Sie sollten die gängigen Spar- und Unterstützungsmassnahmen kennen, also zum Beispiel: Unfalldeckung sistieren, individuelle Prämienverbilligung (IPV) und Restprämienübernahmen beantragen, Hausarztmodell nutzen, Franchise anpassen und so weiter. Falls jemand unter dem Existenzminimum lebt und die Krankenkasse nicht bezahlen kann, ist es viel besser, die Restprämienübernahme zu beantragen, anstatt einfach betreiben zu lassen – auch mit Blick auf die Aufenthaltsbewilligung oder die vermiedenen Betreibungskosten.
Bei knappem Budget ist es wichtig, den Ratsuchenden zu helfen, die Prioritäten sinnvoll zu setzen und nicht einfach dort zu zahlen, wo der Druck am grössten ist. Das bedeutet immer zuerst Miete und Krankenkasse zu bezahlen.
Und natürlich, wenn immer möglich, das LSV für die Prämien und Kostenbeteiligungen einrichten. Dies bietet auch eine Entlastung für Klient*innen mit administrativen Problemen. Bedingung ist ein regelmässiges Einkommen und dass das Konto jederzeit gedeckt ist. Bei hoher Franchise sollte das LSV je nach Klient*in nur für die Prämien eingerichtet werden. Das Herunterladen und Ausfüllen des Formulars der entsprechenden Krankenkasse ist übrigens eine Kleinigkeit. Trotzdem genügt es oft nicht, es den Leuten einfach zu empfehlen. Dann fülle ich es beim Beratungstermin zusammen mit den Ratsuchenden aus und kontrolliere, ob es klappt.
Was ist zu beachten bei Menschen, die eine Lohn-Pfändung haben?

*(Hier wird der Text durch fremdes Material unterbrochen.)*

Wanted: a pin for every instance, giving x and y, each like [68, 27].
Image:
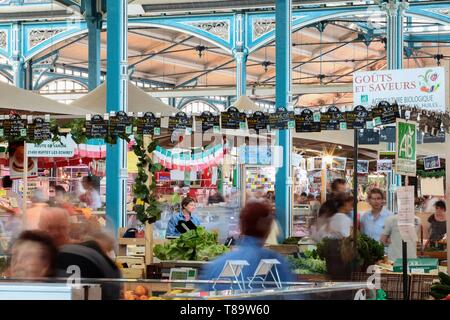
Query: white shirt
[337, 227]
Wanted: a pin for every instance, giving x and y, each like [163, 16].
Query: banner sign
[54, 149]
[405, 159]
[422, 87]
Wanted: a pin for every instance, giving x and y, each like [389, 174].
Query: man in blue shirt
[255, 221]
[185, 214]
[372, 222]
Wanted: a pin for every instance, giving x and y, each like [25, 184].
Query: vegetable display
[196, 245]
[441, 290]
[369, 251]
[308, 263]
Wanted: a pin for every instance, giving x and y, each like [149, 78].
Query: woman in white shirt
[335, 222]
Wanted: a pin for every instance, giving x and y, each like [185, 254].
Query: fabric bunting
[189, 162]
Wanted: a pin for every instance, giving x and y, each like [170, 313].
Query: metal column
[283, 179]
[18, 64]
[117, 100]
[395, 47]
[94, 23]
[240, 54]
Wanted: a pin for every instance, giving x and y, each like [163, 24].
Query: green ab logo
[407, 144]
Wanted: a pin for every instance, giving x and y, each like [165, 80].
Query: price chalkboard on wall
[304, 122]
[258, 121]
[14, 126]
[368, 136]
[332, 119]
[388, 134]
[147, 124]
[180, 121]
[208, 121]
[281, 119]
[39, 129]
[120, 123]
[385, 113]
[96, 127]
[233, 119]
[357, 118]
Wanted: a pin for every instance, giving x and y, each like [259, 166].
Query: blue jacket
[250, 249]
[172, 231]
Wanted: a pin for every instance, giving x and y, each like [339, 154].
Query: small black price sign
[368, 136]
[233, 119]
[39, 130]
[257, 121]
[333, 119]
[148, 124]
[282, 119]
[180, 121]
[96, 127]
[357, 118]
[14, 127]
[304, 122]
[209, 121]
[385, 113]
[120, 123]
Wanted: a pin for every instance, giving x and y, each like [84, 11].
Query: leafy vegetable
[308, 263]
[198, 245]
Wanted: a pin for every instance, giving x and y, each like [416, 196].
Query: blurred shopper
[184, 215]
[372, 222]
[91, 196]
[438, 223]
[33, 256]
[255, 221]
[33, 214]
[392, 238]
[338, 186]
[334, 219]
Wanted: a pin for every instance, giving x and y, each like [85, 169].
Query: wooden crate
[284, 249]
[420, 286]
[391, 283]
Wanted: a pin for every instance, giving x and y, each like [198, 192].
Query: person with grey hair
[33, 214]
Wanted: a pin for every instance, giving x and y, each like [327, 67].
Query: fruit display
[441, 289]
[196, 245]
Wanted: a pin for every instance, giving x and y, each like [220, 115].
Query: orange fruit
[140, 290]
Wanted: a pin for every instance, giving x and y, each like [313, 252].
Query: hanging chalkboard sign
[368, 136]
[120, 123]
[233, 119]
[14, 126]
[357, 118]
[281, 119]
[180, 121]
[387, 134]
[209, 122]
[258, 121]
[96, 127]
[385, 113]
[39, 129]
[333, 119]
[304, 122]
[148, 124]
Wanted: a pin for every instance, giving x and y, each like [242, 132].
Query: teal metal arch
[186, 102]
[6, 40]
[56, 77]
[303, 18]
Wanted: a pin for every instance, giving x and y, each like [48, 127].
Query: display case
[184, 289]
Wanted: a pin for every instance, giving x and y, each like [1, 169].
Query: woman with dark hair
[438, 223]
[185, 215]
[255, 222]
[334, 219]
[33, 256]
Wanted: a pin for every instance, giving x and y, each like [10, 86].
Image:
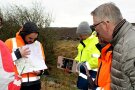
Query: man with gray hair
[112, 28]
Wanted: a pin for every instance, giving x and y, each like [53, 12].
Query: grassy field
[59, 79]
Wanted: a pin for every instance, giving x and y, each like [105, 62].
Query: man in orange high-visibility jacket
[27, 35]
[104, 68]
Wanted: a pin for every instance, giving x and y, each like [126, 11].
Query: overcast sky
[69, 13]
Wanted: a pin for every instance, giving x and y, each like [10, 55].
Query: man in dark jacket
[112, 28]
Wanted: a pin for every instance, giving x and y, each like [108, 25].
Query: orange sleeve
[8, 42]
[42, 51]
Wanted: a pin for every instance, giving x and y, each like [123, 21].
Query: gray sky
[69, 13]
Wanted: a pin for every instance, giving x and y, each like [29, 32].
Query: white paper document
[34, 62]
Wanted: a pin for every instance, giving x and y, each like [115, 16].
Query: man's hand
[25, 51]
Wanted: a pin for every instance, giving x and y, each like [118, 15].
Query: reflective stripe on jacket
[89, 53]
[20, 43]
[104, 68]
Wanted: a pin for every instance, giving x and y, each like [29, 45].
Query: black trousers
[35, 85]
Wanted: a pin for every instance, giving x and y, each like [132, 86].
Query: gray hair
[108, 11]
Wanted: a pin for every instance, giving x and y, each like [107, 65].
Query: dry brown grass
[59, 79]
[66, 48]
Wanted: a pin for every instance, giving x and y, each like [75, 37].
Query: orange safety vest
[104, 67]
[27, 76]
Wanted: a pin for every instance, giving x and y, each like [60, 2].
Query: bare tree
[19, 15]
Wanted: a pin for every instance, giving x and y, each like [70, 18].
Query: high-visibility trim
[95, 55]
[99, 88]
[95, 69]
[31, 79]
[83, 75]
[13, 56]
[14, 43]
[88, 66]
[15, 47]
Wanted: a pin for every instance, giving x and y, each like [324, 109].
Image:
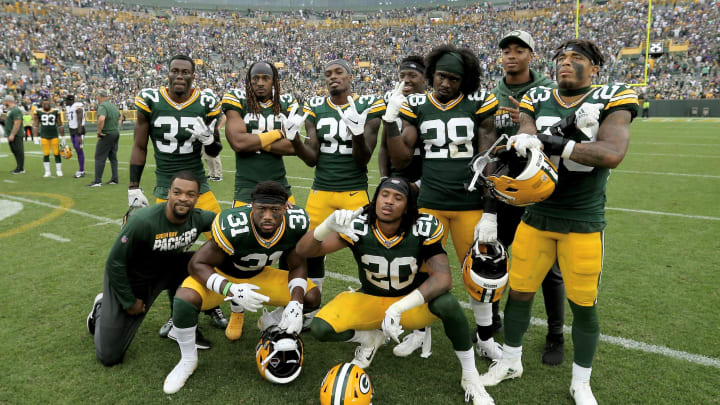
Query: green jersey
[336, 169]
[49, 121]
[147, 242]
[112, 117]
[503, 92]
[389, 267]
[170, 123]
[13, 115]
[253, 167]
[579, 195]
[248, 251]
[448, 132]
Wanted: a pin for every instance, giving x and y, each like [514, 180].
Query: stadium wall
[684, 108]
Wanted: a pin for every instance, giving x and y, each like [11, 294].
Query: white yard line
[55, 237]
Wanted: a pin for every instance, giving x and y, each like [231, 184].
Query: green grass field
[658, 300]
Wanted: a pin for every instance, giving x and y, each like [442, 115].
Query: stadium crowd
[52, 48]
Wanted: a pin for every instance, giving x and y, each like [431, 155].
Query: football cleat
[270, 319]
[503, 369]
[489, 349]
[234, 328]
[165, 329]
[217, 318]
[582, 393]
[201, 342]
[279, 356]
[179, 375]
[370, 342]
[485, 271]
[346, 384]
[474, 390]
[413, 341]
[97, 303]
[515, 180]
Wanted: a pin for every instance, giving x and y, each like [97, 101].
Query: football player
[454, 122]
[517, 53]
[178, 120]
[586, 132]
[149, 256]
[75, 115]
[405, 277]
[48, 124]
[412, 81]
[254, 130]
[240, 263]
[341, 135]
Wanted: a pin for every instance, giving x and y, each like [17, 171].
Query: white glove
[587, 115]
[244, 296]
[137, 199]
[293, 123]
[340, 221]
[486, 228]
[202, 132]
[292, 318]
[523, 142]
[391, 325]
[353, 121]
[394, 103]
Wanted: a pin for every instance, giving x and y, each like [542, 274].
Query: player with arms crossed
[240, 263]
[255, 132]
[391, 241]
[454, 122]
[48, 124]
[174, 119]
[585, 132]
[341, 135]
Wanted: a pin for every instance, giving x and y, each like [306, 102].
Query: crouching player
[239, 263]
[390, 241]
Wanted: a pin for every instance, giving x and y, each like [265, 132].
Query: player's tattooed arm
[439, 280]
[310, 149]
[613, 138]
[363, 146]
[139, 149]
[401, 148]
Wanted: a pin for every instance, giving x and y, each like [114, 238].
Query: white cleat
[413, 341]
[269, 319]
[474, 390]
[503, 369]
[489, 348]
[177, 378]
[581, 393]
[370, 341]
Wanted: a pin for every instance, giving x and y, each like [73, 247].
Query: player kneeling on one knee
[260, 233]
[391, 241]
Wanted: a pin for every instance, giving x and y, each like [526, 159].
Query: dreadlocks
[251, 98]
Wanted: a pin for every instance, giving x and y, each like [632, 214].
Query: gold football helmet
[515, 180]
[485, 271]
[346, 384]
[279, 356]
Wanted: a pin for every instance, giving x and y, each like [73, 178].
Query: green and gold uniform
[253, 167]
[250, 257]
[569, 224]
[449, 136]
[170, 122]
[151, 254]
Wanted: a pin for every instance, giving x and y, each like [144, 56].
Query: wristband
[410, 301]
[298, 282]
[267, 138]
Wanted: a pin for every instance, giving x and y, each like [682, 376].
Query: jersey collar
[179, 106]
[444, 107]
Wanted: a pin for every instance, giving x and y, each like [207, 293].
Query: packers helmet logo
[364, 384]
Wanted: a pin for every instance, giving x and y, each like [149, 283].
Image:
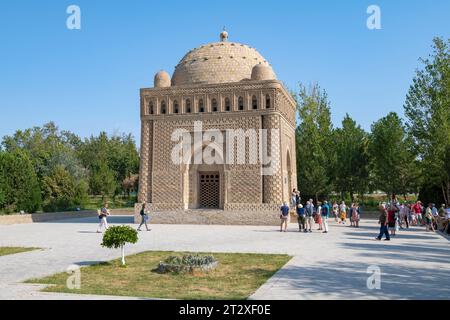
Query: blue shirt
[285, 210]
[325, 210]
[301, 211]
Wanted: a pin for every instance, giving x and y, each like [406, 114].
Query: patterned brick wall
[272, 183]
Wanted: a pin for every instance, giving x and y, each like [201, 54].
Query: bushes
[187, 263]
[117, 236]
[19, 185]
[62, 191]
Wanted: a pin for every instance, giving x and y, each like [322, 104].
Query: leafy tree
[427, 109]
[102, 180]
[120, 155]
[315, 156]
[392, 161]
[117, 236]
[19, 183]
[352, 159]
[62, 191]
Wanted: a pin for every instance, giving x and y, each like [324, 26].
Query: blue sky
[88, 80]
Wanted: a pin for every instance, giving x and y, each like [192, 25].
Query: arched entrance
[204, 185]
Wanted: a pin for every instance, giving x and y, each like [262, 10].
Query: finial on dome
[224, 35]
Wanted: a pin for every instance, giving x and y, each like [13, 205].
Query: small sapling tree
[117, 236]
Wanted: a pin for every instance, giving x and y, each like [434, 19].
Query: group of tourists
[395, 216]
[318, 213]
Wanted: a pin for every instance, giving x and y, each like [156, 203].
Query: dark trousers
[384, 231]
[301, 223]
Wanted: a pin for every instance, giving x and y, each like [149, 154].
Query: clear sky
[88, 80]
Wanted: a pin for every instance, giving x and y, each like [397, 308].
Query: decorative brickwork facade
[224, 86]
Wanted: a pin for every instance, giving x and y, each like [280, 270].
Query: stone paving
[414, 265]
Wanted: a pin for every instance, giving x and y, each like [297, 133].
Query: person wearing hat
[325, 215]
[301, 218]
[417, 209]
[284, 216]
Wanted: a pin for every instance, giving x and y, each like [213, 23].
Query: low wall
[210, 217]
[54, 216]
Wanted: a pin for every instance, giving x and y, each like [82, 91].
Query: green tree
[427, 109]
[315, 156]
[392, 161]
[19, 183]
[117, 236]
[52, 152]
[102, 180]
[62, 191]
[352, 159]
[120, 155]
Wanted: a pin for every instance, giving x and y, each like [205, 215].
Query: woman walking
[383, 223]
[336, 212]
[318, 216]
[102, 214]
[429, 218]
[343, 212]
[392, 220]
[356, 215]
[144, 218]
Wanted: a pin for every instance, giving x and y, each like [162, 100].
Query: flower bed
[187, 264]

Die Krankenkasse gehört zum Existenzminimum und kann somit auch während einer Lohn-Pfändung bezahlt werden. Wichtig ist hier, dass die Versicherten ihre Krankenkassen-Prämien bezahlen und die Belege dem Betreibungsamt vorlegen. Andernfalls wird der Betrag für die Krankenkasse aus dem Existenzminimum gestrichen. Eine Situation, die vermieden werden könnte und die wir leider sehr häufig antreffen. Wir müssen dann als Erstes dafür sorgen, dass die Prämien wieder bezahlt und im Existenzminimum entsprechend berücksichtigt werden. Es kann auch die direkte Bezahlung der Krankenkassen-Prämien durch das Betreibungsamt verlangt werden. Die Direktzahlung durch das Betreibungsamt ist eine gute Sache, ich bevorzuge, aber wenn möglich das LSV. Der Grund ist, dass die Leute in der Regel nicht ewig beim Betreibungsamt oder Sozialamt sind. Mit dem LSV funktionieren die Zahlungen nach der Ablösung ohne Unterbruch weiter. Andernfalls besteht ein grosses Risiko, dass nach der Ablösung neue Schulden entstehen.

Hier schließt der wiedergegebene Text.